Messi made a mistake
Then, Messi did a very atypical, self-indulgent thing. It is disheartening to see a footballer representing the nation-state of Qatar collect hundreds of millions from the nation-state of Saudi Arabia. It is even worse to see him do it consciously. Messi, it has since emerged, knew his suspension was coming. He was informed by manager Christophe Galtier that the team would have to report to training on Monday morning if they lost to Lorient.
As Messi stormed down the Parc des Princes tunnel following a 3-1 defeat, then, he knew he had a team engagement in less than 24 hours. And he got on a plane, anyway. Messi, as a result, is banned for two weeks. It is possible, if not likely, that he doesn’t play for PSG again. He has lost the faith of the fans, first booed, then sworn at by the club’s most loyal supporters.
And although his manager is yet to comment on Messi’s future beyond the next fortnight, the Argentine has done something pedantic here. His Paris Saint-Germain career was fading to an anticlimactic end anyway. This was a disappointing way to speed up that process.
It’s come at the exact wrong time for his Ballon d’Or campaign, too. Messi was already allowing the gap in this argument narrow. His post-World Cup showings have been dire at times, and while he still has 12 goal contributions to his name, he’s now something of a ghostly figure sort of strolling near the centre circle for most contests.
There is also his team’s form to consider. PSG have been knocked out of the Champions League by a struggling Bayern Munich side and bounced from the Coupe de France by arch-rivals Marseille. Meanwhile, a double-digit Ligue 1 lead has shrunk to just five points.
Messi is not only to blame here — some of PSG’s defending has been miserable, while Kylian Mbappe has also been short of his best — but Ballon d’Or contenders don’t often point fingers elsewhere.
He is playing — and now not playing — his way out of contention.
Haaland over Messi?
And that’s where Haaland comes in. A handful of players have enjoyed similarly prolific seasons and failed to win the Ballon d’Or. Cristiano Ronaldo, at his scintillating best in 2012, bagged 60 and still failed to take home the award. And it’s not just been strikers, either. Virgil Van Dijk was a real contender in 2019, winning the Champions League and anchoring a Liverpool side that finished the Premier League with 97 points. But every time, Messi has been the blockade. Whether by statistics or performance, the little Argentine has been a step above everyone else.
And for long stretches this season, Messi has still been the best in the world. His World Cup performances were spellbinding, with the Argentine orchestrating Argentina’s first global title since 1986. The winner against Mexico, impossible assists against Croatia and the Netherlands, and double in the final will stand out. But his level of play throughout was mesmerising.
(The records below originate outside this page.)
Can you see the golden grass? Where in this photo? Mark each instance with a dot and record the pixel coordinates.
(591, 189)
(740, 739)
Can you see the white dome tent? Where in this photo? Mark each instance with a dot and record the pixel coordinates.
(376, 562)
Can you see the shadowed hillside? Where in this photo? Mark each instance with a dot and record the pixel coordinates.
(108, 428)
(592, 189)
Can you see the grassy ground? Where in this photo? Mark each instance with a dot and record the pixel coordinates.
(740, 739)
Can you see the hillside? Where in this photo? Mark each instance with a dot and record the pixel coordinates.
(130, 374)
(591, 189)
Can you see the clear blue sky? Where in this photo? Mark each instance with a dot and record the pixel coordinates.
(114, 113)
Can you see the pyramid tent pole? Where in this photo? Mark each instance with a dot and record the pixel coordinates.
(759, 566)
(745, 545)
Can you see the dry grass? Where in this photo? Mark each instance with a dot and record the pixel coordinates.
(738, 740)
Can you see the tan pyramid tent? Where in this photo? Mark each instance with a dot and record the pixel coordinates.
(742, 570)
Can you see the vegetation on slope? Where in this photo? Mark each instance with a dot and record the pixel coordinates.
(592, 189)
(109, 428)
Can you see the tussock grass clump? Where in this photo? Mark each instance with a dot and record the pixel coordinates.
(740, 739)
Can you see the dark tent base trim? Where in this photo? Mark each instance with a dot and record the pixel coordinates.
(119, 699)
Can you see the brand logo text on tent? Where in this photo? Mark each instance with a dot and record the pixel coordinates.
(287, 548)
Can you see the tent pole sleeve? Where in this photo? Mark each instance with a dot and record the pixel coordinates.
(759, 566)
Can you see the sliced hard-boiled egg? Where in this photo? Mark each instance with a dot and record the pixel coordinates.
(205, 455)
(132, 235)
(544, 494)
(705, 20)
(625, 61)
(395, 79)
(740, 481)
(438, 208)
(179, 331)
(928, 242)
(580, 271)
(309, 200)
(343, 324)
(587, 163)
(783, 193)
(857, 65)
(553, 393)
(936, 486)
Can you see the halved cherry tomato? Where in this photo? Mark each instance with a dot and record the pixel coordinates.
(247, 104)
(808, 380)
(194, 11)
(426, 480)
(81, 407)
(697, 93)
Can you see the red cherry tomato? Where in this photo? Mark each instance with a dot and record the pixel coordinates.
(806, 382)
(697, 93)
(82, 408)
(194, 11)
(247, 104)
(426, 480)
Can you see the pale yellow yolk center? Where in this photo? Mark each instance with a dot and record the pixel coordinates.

The Albieceleste weren’t just a one-man show by any means. There was quality elsewhere in the Argentina side, but it was Messi’s ability to bring the best out of those around him that led to a World Cup win. Enzo Fernandez, now of Chelsea, is not a £106.8 million ($131m) player without his No.10.
Those moments, although not forgotten, will have been pushed further back into the minds of Ballon d’Or voters. Recency bias is real, and although Messi has achieved something historic for his country, Haaland is smashing records for his club right here, right now.
Haaland is still on the pitch. Messi, meanwhile, is at home, watching his grip on an eighth Ballon d’Or steadily slip away.